Indoor Air Quality
Fresh air supply is essential to create a healthy and comfortable environment. Since most people spend the majority of their time indoors, indoor air quality has a direct impact on their health. Together with the increased thermal insulation of our buildings, the importance of ventilation systems is rising in order to maintain a good indoor air quality.
Temperature, relative humidity, CO2 and TVOC are the most important parameters that determine an occupant's comfort and productivity. For more information about indoor air quality, it is advisable to visit www.air-quality-monitor.eu
When many people share a confined space, fresh air supply will be maximised in a well-dimensioned ventilation system. The fan speed and thus the air volume flow will reach their maximum level. This is necessary to guarantee a good indoor air quality and to keep the CO2 and TVOC concentrations at an acceptable level. When fewer people are present in the same room, a lower supply rate of fresh air will be sufficient. This variable regulation of the ventilation system will increase the comfort of the residents and save energy.

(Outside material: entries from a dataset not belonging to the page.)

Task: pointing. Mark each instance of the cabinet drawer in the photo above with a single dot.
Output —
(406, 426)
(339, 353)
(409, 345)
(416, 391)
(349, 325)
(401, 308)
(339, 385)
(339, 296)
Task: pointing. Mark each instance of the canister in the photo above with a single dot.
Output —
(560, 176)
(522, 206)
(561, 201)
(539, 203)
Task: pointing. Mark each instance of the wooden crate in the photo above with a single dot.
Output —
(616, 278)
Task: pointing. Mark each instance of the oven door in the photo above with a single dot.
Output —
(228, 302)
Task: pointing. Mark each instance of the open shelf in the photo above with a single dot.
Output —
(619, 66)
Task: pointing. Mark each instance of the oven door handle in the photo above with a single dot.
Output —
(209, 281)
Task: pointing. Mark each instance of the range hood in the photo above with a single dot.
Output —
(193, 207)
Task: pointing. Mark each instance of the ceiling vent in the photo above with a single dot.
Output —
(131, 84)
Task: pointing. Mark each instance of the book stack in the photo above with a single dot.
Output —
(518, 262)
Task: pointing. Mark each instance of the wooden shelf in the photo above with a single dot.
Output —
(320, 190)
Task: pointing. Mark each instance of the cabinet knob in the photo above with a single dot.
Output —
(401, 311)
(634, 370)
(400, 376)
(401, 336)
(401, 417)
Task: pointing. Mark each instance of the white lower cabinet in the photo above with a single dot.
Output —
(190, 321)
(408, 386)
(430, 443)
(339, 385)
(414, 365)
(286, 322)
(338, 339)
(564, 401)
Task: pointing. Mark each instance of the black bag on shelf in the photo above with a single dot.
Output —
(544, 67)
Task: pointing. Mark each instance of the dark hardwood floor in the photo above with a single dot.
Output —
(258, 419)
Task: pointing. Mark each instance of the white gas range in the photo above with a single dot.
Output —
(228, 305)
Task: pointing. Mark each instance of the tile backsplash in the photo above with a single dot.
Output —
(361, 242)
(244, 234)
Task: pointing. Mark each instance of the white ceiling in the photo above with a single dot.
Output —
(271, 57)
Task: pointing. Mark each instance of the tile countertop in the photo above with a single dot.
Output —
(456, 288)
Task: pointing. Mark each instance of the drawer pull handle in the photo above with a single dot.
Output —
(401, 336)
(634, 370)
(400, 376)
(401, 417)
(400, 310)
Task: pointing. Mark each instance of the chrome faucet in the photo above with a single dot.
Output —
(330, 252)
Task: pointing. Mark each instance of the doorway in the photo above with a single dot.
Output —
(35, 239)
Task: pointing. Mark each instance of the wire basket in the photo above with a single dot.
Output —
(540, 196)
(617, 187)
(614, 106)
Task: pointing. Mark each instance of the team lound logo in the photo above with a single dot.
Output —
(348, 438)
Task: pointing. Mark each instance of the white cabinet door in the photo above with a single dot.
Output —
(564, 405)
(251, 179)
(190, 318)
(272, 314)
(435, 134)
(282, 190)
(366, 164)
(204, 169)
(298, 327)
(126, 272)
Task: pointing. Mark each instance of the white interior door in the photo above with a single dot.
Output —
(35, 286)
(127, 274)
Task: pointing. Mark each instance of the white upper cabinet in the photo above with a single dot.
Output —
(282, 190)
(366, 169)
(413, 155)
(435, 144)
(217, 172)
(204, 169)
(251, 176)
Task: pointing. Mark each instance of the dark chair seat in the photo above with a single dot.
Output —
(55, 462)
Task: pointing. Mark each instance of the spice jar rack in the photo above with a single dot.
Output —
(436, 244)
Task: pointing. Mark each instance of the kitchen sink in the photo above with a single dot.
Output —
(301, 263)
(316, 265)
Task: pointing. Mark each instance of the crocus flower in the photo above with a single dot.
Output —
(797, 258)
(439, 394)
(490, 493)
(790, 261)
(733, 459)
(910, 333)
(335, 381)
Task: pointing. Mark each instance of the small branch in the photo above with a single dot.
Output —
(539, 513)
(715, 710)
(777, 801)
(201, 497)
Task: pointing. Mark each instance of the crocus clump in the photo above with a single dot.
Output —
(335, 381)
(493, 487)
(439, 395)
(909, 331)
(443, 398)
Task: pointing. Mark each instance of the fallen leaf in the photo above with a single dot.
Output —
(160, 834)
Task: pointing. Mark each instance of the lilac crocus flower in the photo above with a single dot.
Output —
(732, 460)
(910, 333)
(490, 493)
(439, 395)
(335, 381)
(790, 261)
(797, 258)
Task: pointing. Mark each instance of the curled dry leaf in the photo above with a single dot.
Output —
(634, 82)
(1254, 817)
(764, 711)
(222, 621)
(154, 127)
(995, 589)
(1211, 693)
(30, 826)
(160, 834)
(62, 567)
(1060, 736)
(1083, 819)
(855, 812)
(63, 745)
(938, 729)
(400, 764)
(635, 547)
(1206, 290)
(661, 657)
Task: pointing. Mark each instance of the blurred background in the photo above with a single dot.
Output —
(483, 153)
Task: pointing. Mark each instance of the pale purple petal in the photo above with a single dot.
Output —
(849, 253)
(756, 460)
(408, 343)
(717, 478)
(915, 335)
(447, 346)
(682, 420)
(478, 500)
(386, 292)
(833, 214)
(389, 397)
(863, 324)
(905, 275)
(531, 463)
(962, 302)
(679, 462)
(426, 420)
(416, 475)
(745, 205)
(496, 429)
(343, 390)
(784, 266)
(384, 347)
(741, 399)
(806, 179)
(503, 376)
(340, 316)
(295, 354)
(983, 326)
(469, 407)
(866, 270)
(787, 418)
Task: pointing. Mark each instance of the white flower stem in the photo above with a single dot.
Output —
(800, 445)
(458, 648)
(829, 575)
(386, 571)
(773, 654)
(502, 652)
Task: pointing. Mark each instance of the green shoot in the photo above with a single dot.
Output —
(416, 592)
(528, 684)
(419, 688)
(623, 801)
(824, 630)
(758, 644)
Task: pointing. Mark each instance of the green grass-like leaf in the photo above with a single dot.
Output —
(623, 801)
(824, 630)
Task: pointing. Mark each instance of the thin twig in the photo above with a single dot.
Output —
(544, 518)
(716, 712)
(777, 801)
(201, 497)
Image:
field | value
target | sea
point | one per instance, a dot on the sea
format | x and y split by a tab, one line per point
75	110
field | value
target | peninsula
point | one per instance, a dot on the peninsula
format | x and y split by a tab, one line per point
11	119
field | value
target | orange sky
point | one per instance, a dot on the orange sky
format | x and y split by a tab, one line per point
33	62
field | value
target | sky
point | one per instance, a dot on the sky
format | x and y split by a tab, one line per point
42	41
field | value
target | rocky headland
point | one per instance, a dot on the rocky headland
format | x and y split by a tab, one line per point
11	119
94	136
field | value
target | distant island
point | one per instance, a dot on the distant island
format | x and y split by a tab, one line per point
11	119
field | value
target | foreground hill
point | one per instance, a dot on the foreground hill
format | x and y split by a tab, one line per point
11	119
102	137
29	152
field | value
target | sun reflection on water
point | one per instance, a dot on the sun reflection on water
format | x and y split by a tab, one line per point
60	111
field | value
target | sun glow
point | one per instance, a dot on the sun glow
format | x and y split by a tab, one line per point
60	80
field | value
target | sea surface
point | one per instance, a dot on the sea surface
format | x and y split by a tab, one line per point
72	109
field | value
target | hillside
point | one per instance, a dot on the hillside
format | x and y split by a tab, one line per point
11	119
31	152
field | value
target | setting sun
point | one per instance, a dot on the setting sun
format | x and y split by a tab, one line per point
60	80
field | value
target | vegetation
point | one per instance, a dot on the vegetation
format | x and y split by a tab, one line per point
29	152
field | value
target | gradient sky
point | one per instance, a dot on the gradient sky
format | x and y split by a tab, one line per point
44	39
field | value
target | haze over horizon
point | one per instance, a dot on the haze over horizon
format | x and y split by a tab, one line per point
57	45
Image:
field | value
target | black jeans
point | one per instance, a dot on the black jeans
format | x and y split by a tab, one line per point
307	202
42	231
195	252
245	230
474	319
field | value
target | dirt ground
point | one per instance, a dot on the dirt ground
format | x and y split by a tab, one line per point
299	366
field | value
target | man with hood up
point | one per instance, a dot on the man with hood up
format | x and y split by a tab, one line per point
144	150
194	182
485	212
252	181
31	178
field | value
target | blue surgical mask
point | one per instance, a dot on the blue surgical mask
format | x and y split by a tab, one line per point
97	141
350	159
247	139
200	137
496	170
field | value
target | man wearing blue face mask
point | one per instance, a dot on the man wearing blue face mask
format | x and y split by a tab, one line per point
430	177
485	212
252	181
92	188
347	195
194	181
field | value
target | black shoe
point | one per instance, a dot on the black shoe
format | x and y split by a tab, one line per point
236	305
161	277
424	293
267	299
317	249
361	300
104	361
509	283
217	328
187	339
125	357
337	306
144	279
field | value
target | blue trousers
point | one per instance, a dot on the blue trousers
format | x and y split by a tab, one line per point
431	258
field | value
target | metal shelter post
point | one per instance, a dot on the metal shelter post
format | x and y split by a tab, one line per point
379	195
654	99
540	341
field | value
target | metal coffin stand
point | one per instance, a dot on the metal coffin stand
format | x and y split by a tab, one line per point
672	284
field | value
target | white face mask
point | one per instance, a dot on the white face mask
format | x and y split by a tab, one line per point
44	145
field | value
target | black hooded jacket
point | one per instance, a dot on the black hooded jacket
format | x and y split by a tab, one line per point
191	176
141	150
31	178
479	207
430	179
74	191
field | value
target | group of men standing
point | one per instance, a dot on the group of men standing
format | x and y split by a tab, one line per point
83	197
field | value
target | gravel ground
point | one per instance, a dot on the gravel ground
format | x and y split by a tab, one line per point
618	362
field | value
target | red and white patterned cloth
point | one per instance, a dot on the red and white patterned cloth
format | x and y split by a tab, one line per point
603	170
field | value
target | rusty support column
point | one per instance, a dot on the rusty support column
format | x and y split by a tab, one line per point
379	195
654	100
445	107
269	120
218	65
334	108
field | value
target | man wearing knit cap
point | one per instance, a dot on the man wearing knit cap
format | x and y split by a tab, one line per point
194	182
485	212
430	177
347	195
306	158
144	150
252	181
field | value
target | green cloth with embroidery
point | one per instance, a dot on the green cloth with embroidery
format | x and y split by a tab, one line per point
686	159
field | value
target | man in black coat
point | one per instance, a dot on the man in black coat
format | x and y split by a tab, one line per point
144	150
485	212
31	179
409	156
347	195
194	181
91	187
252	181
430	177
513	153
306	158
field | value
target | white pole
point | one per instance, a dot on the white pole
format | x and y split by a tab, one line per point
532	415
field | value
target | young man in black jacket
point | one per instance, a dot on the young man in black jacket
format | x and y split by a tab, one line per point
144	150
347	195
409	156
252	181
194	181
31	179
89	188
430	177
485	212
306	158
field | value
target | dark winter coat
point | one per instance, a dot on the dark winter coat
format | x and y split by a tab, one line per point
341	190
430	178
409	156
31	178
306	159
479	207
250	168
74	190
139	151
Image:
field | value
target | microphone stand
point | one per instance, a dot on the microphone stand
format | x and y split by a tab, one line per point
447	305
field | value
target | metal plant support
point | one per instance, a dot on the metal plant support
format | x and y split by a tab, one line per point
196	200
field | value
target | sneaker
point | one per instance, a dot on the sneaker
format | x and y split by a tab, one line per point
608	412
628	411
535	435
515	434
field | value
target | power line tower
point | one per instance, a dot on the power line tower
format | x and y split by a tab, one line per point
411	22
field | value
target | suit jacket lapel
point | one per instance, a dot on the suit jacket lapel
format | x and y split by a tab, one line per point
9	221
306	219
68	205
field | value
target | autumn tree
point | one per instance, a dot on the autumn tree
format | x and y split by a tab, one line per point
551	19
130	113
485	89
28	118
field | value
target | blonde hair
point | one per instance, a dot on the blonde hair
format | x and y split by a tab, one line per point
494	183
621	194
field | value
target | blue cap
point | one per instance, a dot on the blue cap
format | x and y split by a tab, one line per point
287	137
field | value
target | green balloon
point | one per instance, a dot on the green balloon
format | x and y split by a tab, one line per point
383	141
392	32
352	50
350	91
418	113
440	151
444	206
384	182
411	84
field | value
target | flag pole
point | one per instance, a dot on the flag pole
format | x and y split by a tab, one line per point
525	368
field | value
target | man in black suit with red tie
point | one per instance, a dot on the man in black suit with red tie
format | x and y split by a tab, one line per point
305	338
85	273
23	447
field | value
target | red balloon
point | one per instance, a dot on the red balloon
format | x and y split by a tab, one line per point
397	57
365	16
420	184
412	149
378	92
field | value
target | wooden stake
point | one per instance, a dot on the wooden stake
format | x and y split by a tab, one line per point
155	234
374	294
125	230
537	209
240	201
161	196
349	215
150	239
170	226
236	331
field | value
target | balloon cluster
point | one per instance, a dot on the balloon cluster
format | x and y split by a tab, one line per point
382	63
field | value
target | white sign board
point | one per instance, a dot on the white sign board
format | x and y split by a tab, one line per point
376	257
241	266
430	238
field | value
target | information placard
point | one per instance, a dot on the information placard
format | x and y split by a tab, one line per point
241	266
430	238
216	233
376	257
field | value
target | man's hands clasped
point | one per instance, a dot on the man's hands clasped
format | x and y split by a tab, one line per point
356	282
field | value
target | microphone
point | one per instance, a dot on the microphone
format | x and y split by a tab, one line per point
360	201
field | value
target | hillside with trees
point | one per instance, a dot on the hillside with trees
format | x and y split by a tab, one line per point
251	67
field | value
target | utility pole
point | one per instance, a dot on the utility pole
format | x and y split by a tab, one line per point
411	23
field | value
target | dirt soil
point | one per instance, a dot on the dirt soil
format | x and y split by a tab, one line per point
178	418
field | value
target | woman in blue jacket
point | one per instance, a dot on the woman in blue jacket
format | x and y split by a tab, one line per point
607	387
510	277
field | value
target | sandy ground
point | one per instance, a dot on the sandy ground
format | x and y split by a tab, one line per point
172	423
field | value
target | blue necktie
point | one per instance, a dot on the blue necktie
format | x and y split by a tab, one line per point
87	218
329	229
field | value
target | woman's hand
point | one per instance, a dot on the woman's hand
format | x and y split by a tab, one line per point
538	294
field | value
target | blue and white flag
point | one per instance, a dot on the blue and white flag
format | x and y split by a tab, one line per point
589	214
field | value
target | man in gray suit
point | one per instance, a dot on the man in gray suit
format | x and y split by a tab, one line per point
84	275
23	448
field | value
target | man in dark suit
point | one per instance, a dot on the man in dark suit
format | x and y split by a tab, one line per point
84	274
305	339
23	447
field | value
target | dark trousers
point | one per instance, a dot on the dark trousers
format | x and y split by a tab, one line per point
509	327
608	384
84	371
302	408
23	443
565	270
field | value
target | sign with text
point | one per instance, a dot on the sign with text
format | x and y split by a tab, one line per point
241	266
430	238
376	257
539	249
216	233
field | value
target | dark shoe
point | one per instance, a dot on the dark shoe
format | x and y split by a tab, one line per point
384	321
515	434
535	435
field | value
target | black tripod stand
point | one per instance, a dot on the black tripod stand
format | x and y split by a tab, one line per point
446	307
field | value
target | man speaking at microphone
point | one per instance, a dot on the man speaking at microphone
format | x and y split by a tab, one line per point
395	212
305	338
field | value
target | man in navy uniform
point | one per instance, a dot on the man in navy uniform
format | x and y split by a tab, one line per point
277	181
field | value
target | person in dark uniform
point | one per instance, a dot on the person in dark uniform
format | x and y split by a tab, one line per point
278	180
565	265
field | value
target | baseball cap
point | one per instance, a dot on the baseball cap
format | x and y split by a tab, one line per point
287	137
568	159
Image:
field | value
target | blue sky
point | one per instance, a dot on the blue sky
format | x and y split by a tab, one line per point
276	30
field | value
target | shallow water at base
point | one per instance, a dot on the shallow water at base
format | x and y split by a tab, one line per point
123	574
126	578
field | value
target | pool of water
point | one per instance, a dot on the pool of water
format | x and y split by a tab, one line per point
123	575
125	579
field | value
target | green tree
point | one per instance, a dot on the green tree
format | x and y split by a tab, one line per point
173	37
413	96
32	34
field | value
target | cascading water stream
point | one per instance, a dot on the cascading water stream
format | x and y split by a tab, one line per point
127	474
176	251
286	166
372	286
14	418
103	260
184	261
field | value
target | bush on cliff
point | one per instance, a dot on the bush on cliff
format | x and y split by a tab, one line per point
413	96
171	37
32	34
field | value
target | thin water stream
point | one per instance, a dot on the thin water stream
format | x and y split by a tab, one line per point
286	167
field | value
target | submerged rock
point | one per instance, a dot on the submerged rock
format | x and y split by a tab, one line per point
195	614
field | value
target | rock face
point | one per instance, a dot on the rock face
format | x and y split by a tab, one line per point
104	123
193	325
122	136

COVID-19 contamination via aerosols
The risk of becoming infected with the COVID-19 virus is higher in crowded and poorly ventilated spaces. Transmission of COVID-19 via aerosols rarely occurs outdoor or in enclosed spaces with a large volume. Some ventilation systems partially recover indoor air to minimise heat losses. This internal air circulation can spread viruses through the building. Therefore, the general recommendation is to deactivate indoor air recirculation, to increase the supply rate of fresh air and the extraction rate of stale air. The ventilation system should remain active on a continuous basis. Most ventilation systems are dimensioned to provide crowded spaces with sufficient fresh air. When the room is not occupied, the air volume flow rate can be reduced while still supplying sufficient fresh air.
What is the advantage of an apparently complex fan speed controller? Why not run the fans continuously at maximum speed? Then there is certainly sufficient fresh air supply… A slight reduction in fan speed has a major impact on the electrical energy consumption of the fan. A typical HVAC fan follows a quadratic torque curve. Depending on the motor type, a reduction of 25 % air volume flow corresponds with 50 % less energy consumption. In addition, a lower air volume flow rate also results in a quieter operation.
Input power (%)
Flow rate (%)
Minimise heat losses
In colder or moderate climates, extracted warm indoor air is replaced by fresh, colder air. The less warm indoor air has to be replaced by cold outdoor air, the lower the heat loss. Modern ventilation systems are nowadays equipped with a heat exchanger to minimize such heat losses. Nevertheless, additional energy can be saved by reducing the fan speed when possible. By measuring the air quality of the extracted indoor air, the fan speed can be continuously optimised while the indoor air quality is guaranteed.
Extended service life
Air filter service intervals are significantly extended by reducing the air volume flow rate. The more air that passes through the filters, the higher the risk of contamination of the filters. A reduced air volume flow rate also has a positive effect on the service life of the mechanical parts of the fan. These prolonged service intervals reduce the operational costs and the total cost of ownership.